Au Conseil national, plusieurs élus, du PS au PBD, se disent soulagés et confiants après l’adoption de la «préférence indigène light». Pas étonnant qu’ils désirent désormais transformer l’essai. «Notre place scientifique a déjà assez souffert, en termes de financement comme d’attractivité.
Pour bien fonctionner, la recherche a besoin de prévisibilité, au moins à moyen terme», souligne Fathi Derder (PLR/VD), membre de la Commission de la science, de l’éducation et de la culture. Même son de cloche chez Jacques-André Maire (PS/NE): «Plus le temps passe, plus nous mettons en danger notre position dans le réseau européen de la recherche.»
Agir pour éviter le scénario catastrophe
Au Conseil des Etats, on se montre plus réticent, tout simplement parce que la chambre haute ne fait qu’entamer ses travaux sur la mise en œuvre de l’initiative de l’UDC et qu’elle aimerait aussi être écoutée. «Je comprends ceux qui font pression pour ratifier ce protocole croate tout de suite, mais je ne pourrais pas encore donner mon feu vert», déclare ainsi Hans Stöckli (PS/BE).
Avec Andrea Caroni (PLR/AR), il fait partie d’un groupe de juristes estimant qu’il faut rendre la mise en œuvre de la clause unilatérale sur la LCP plus conforme à la Constitution, ne serait-ce que pour apaiser l’UDC, dont l’opinion est connue: «La solution de la «préférence indigène light» est une violation de la Constitution», répète son président, Albert Rösti.
Il y a fort à parier que le Conseil fédéral attendra la fin des travaux du Conseil des Etats avant d’agir.
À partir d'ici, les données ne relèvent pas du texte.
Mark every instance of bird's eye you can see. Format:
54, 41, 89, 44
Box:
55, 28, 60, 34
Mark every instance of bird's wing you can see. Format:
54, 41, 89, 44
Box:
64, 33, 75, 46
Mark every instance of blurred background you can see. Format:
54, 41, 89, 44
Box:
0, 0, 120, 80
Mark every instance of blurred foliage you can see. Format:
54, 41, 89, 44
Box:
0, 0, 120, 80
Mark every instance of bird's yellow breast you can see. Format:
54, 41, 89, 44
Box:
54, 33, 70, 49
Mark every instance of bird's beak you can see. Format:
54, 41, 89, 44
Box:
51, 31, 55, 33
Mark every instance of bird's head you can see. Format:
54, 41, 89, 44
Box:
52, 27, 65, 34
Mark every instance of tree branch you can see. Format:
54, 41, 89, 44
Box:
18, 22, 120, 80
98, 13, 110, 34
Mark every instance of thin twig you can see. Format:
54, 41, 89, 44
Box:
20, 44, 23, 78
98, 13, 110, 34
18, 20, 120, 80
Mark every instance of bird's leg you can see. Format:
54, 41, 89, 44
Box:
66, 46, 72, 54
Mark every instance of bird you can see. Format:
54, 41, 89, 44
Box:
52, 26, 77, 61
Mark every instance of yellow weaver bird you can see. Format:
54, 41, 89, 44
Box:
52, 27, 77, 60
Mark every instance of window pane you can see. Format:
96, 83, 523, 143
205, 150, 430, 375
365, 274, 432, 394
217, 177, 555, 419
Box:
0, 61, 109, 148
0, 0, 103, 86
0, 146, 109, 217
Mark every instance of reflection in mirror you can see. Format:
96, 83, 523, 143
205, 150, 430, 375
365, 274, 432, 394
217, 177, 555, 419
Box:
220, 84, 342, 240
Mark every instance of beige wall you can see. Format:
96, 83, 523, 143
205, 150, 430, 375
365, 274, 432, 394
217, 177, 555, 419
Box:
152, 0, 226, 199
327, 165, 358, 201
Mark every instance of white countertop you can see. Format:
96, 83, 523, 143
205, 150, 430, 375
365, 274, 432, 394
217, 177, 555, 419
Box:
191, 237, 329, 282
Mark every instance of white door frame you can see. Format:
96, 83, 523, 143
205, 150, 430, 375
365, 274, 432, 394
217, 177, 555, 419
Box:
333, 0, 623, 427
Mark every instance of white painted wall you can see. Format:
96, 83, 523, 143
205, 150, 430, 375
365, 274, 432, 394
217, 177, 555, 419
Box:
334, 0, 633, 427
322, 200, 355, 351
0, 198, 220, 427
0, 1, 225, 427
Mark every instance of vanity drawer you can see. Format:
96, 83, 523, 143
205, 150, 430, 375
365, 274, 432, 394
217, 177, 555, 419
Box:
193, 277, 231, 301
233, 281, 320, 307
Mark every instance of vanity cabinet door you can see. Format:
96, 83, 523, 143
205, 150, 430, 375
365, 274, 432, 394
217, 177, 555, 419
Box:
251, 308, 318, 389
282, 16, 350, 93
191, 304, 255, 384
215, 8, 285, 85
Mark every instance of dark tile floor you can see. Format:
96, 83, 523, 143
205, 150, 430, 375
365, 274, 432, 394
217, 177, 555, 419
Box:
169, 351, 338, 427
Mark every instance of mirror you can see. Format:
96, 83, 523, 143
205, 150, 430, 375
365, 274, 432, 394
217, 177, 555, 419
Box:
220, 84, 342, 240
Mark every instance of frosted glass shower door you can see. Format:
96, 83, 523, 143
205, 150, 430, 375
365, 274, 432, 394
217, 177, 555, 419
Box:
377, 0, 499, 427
On le sait déchiré à ce sujet. D’un côté, la cheffe de Justice et police, Simonetta Sommaruga, qui s’enferme dans un juridisme à outrance. De l’autre, le ministre de la Recherche, Johann Schneider-Ammann, qui souhaite foncer. En attendant, son Secrétariat d’Etat (SEFRI) est bien obligé de préparer discrètement un plan B, celui d’une Suisse réduite au statut d’Etat tiers dans Horizon 2020. C’est ce scénario catastrophe qu’il faut éviter à tout prix.